Cobertura del sector público de salud, Bolivia, 2001 y 2009

 2001 2009

Número % Número %

Población subsector público (no asegurada) 3 309 730 40 sd sd

Población subsector seguridad social 2 234 068 27 2 900 000 28.4

Seguro Universal Materno Infantil (SUMI) na na 961 364 9.4

Seguro Público del Adulto Mayor (SPAM) na na 490 909 4.8

Sin cobertura 6 040 044 73 5 948 264 57.3

Población total 8 274 112 100 10 227 287 100

sd: sin datos

na: no aplica

Fuente: Referencias 8 y 9

S114 salud pública de méxico / vol. 53, suplemento 2 de 2011

Artículo de revisión Ledo C, Soria R

Los recursos del SUMI provienen de la Coparticipación

Tributaria Municipal. Además, en caso de

que estos recursos resultaran insuficientes, este seguro

puede solicitar hasta 10% de los recursos del llamado

del Fondo Solidario Nacional.

Las Cajas de Salud se financian con contribuciones

de los empleadores, los trabajadores y el gobierno.

La atención privada se financia sobre todo con

pagos de bolsillo, aunque una proporción más bien

pequeña del gasto privado está representada por las

primas de los seguros de salud privados. En este rubro

también se contabilizan los donativos y recursos externos

que financian las actividades de las organizaciones

de la sociedad civil y las organizaciones religiosas que

ofrecen servicios de salud.

¿A cuánto asciende el gasto en salud?

El gasto total en salud como porcentaje del PIB ha tenido

un comportamiento muy errático en Bolivia. En

1995 esta cifra ascendió a 4.5% y llegó a alcanzar 6.5%

en 2002, para después descender a 5.2% en 2008.7

 Ese

proceso de descenso del gasto en salud como porcentaje

del PIB coincide con una caída drástica de los recursos

externos para la salud, que habiendo llegado a representar

7.1% del gasto total en salud en Bolivia en 2001,

prácticamente desaparecieron a partir de 2003, situación

que prevalece a la fecha.7

El gasto per cápita en salud, por su parte, se ha

incrementado en los últimos años. De 183 dólares de

paridad de poder adquisitivo en 2003 pasó a 224 en

2008.7 Siguen siendo, sin embargo, recursos insuficientes

para resolver las grandes necesidades de salud

que presenta la población boliviana.

El gasto en salud en Bolivia está dominado por el

gasto público, que concentra 63.8% del gasto total en

salud. El subsector de la seguridad social concentra poco

menos de 60% de los recursos públicos. Finalmente, el

gasto privado es en su mayor parte gasto de bolsillo

(82.8% del gasto privado total).

¿Con qué nivel de protección financiera cuentan

los bolivianos?

El gasto de bolsillo concentra una proporción importante

del gasto en salud en Bolivia, a pesar de la premisa de

universalidad con la que opera el sistema de salud boliviano.

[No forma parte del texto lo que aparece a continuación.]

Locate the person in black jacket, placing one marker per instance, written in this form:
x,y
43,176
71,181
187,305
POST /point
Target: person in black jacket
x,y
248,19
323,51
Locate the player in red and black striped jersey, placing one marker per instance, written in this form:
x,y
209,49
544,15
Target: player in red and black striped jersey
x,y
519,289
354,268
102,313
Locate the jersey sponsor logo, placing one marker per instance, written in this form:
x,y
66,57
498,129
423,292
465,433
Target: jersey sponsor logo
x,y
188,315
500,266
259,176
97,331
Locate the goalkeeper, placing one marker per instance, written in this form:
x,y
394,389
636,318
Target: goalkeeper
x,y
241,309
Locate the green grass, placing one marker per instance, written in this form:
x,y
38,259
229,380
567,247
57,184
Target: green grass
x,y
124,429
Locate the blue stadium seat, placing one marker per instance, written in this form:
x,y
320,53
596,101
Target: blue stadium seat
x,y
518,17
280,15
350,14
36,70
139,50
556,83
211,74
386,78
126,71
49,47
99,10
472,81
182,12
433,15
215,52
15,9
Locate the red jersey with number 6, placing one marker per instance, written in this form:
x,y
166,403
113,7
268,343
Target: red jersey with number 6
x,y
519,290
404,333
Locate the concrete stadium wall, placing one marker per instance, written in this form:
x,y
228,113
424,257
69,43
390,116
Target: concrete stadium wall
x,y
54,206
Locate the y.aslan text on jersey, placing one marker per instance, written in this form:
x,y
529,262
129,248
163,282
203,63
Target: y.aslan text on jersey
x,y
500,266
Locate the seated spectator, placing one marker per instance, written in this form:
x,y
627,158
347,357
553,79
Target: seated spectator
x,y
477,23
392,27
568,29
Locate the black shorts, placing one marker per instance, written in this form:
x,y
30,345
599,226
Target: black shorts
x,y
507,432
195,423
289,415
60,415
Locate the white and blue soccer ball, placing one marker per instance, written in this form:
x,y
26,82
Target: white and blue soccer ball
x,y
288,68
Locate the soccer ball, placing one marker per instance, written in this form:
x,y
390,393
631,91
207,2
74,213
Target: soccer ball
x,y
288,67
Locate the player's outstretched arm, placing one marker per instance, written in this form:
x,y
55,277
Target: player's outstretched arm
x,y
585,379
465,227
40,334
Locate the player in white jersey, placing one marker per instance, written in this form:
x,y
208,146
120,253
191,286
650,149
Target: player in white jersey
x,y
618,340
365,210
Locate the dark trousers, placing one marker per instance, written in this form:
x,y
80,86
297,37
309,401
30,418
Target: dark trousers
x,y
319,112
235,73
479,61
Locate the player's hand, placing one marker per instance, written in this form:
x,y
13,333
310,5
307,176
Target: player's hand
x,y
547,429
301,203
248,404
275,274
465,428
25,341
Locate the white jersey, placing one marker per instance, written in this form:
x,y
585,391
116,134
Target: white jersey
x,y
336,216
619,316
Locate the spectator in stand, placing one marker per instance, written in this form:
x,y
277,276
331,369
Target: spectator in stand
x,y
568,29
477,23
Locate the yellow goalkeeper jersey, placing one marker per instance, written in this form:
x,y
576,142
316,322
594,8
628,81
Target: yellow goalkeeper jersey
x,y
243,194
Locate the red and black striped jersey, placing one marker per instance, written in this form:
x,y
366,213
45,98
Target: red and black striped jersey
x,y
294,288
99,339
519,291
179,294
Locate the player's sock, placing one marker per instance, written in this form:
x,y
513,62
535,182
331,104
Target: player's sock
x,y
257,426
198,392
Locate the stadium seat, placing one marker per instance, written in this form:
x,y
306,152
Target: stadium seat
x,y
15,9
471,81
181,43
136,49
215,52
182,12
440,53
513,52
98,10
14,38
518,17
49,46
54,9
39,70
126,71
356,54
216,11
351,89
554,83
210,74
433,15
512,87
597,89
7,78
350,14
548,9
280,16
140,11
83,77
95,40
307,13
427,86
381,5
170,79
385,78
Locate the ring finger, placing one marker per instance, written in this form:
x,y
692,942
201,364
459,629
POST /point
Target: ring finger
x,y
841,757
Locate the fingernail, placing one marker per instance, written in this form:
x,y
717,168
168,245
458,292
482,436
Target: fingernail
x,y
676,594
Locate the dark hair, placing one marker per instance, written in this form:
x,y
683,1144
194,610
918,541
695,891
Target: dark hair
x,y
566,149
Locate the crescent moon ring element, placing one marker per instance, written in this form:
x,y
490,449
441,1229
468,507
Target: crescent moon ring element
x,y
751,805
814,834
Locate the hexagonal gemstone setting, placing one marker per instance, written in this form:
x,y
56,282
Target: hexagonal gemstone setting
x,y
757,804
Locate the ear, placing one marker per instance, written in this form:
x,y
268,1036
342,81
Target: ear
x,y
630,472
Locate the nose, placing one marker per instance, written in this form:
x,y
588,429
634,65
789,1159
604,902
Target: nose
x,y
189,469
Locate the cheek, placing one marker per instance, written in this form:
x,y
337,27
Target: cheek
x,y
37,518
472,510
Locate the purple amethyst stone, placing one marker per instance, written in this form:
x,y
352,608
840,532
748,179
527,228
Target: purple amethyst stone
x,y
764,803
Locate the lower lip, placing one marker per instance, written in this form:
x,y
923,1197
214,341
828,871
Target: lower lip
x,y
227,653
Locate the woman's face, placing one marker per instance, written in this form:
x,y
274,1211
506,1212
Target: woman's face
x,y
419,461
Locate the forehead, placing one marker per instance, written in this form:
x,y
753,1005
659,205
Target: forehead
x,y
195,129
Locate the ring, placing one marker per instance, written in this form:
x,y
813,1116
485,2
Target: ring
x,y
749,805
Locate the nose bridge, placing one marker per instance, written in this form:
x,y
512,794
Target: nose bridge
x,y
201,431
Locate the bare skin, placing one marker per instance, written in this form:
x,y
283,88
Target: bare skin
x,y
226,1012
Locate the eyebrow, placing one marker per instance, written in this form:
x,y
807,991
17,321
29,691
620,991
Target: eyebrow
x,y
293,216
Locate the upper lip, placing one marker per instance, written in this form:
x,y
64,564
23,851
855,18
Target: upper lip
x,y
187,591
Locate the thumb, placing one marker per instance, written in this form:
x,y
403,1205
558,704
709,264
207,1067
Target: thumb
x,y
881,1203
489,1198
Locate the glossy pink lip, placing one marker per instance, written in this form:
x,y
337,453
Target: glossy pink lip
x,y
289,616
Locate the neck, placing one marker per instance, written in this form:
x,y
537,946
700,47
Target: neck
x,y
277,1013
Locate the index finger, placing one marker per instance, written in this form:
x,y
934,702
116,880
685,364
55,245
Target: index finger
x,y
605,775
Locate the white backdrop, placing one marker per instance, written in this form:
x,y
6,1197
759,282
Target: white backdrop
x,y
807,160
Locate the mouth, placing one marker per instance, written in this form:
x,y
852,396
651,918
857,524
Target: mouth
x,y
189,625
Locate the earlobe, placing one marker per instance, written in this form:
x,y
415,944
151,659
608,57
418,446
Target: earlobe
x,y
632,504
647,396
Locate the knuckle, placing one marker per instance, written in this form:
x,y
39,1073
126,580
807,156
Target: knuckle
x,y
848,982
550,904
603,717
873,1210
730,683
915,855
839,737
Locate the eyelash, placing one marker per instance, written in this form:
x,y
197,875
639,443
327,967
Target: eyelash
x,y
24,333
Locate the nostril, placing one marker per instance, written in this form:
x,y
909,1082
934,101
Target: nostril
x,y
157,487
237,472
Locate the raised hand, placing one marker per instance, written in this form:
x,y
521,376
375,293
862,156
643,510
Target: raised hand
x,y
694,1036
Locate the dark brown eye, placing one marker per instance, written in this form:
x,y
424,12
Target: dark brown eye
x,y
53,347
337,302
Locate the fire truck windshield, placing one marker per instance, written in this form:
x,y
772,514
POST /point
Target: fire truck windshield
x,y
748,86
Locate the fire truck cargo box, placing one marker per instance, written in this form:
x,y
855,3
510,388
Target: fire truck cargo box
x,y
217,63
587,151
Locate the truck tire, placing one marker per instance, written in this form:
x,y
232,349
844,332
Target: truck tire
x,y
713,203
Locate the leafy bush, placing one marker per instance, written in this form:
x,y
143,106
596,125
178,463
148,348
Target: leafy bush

De hecho, el SUMI sólo cubre a las mujeres en

edad fértil y a los menores de 5 años, mientras que el Seguro

Público del Adulto Mayor sólo cubre a los adultos

mayores. Los jóvenes y la población en edad productiva

que no es beneficiaria ni del esquema de aseguramiento

público ni de la seguridad social tienen que recurrir a los

servicios privados y pagar de su bolsillo para satisfacer

sus necesidades de salud. No sorprenden por lo tanto las

altas cifras de gastos catastróficos por motivos de salud

en Bolivia. Un estudio realizado con datos de 2002 indica

que 13% de los hogares bolivianos presentaron ese año

gastos catastróficos en salud.10 Otro estudioque compara

el gasto catastrófico en ocho países latinoamericanos

ubica a los hogares bolivianos no asegurados como los

más susceptibles de presentar gastos catastróficos por

atender sus necesidades de salud.16

Recursos

¿Con qué infraestructura y equipo se prestan

los servicios de salud?

Según cifras del Anuario Estadístico en Salud del Ministerio

de Salud y Sistema Nacional en Salud y Vigilancia

Epidemiológica, en 2008 Bolivia contaba con 3 233 establecimientos

de atención a la salud, de los cuales 2 958

ofrecen atención de primer nivel (1 543 puestos de salud

y 1 415 centros de salud), 214 son hospitales básicos que

brindan atención de segundo nivel y 61 son hospitales

generales que, junto con 24 hospitales de especialidades,

ofrecen atención de tercer nivel.17 Datos de 2008 atribuyen

alrededor de 81% de los establecimientos al sector

público, 5.6% a la seguridad social, 9% a organizaciones

de la sociedad civil y 4.7% al sector privado.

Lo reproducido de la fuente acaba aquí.